- Born: 4 March 1956 (age 70) Evenwood, County Durham, England
- Occupation: Radio executive
- Employer: John Simons Consulting

= John Simons =

British radio executive

John Simons (John Potts) is a British radio executive, former group programming director for GMG Radio now working as an International Radio Consultant, mainly in Europe, Africa and the Middle East.

==Biography==

Simons began his career in 1979, before fronting the Breakfast Show on Radio Tees from 1983 to 1986 (where he was also head of music), and moving to BBC Radio Nottingham where he presented the mid-morning show and afternoon drive show from 1987 to 1994.

In 1994 he was invited to be part of the team who launched Century Radio in Gateshead as programme director, assisting the managing director John Myers.
The Century brand with a high speech content ratio became successful, with other stations subsequently launched in Nottingham and Salford. At the North East Century he hosted the Afternoon show as well as the Lunch Time Phone-In and the Sunday lunchtime light-entertainment show called The Crazy Gardening Show with gardening experts Adam (Malcolm) Edon and Gary Philipson.

In 1997 he became programme director of national speech station Talk Radio UK, which was then attracting 2.1 million listeners, and saw an increase to 2.8 million listeners under his tenure.
He left when Kelvin MacKenzie took over the station after CLT sold to the Mirror Group in November 1998, and was escorted from the building by security officers on the takeover. He then moved onto London's LBC programming an all talk and phone-in format with which he had become so familiar.
He then returned to mainly music radio on BBC Radio 2 where he was drafted in to work on music policy by the Controller Jim Moir and his Deputy Lesley Douglas.

In 2000 he was then invited to become the group programme director for GMG Radio, by the then chief executive, his former Century boss and colleague from Radio Tees days John Myers.

GMG first launched, Real Radio in South Wales, the most successful of regional radio station launches and its Scottish equivalent formerly Scot FM bought for around £25 Million became yet again the most listened to radio station in Scotland in just two years. The Group grew quickly launching Real Radio Yorkshire followed by the acquisition of Jazz FM in London and the North West and then Saga Radio in the East & West Midlands, Glasgow and the North East.
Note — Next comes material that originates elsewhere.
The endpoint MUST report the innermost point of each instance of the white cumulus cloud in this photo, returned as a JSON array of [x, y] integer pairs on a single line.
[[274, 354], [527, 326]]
This made GMG Radio the third biggest commercial radio group in the UK.

In May 2004 Simons was awarded the Sony Radio Academy Gold Award for Programmer of the Year. In October 2006, the group acquired the Century brand from GCap Media, and in December 2006 Simons received a Fellowship from The Radio Academy, "an award to recognise individuals who have made outstanding contributions to the industry."
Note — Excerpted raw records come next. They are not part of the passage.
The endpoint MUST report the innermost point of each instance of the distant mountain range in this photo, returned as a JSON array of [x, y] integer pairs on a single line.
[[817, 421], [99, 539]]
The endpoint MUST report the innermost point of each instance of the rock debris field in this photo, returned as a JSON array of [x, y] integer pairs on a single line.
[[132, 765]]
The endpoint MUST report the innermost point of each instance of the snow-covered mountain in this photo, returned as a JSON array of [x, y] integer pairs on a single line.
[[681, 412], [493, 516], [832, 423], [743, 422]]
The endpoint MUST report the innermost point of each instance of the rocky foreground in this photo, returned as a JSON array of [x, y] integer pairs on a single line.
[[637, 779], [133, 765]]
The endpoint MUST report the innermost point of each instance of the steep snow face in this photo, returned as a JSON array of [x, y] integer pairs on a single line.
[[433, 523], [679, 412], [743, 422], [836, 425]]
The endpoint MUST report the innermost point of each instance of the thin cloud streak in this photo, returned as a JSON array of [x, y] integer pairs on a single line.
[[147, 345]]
On 25 June 2012 it was announced Global Radio (the owner of stations such as Capital and Heart) had bought GMG Radio, however the former will continue to operate separately until a regulatory review is carried out, Real Radio is thought to integrate into Heart.

John left Real and Smooth Radio at the end of 2013 having left the stations on record Rajar results and re-entered the world of consultancy.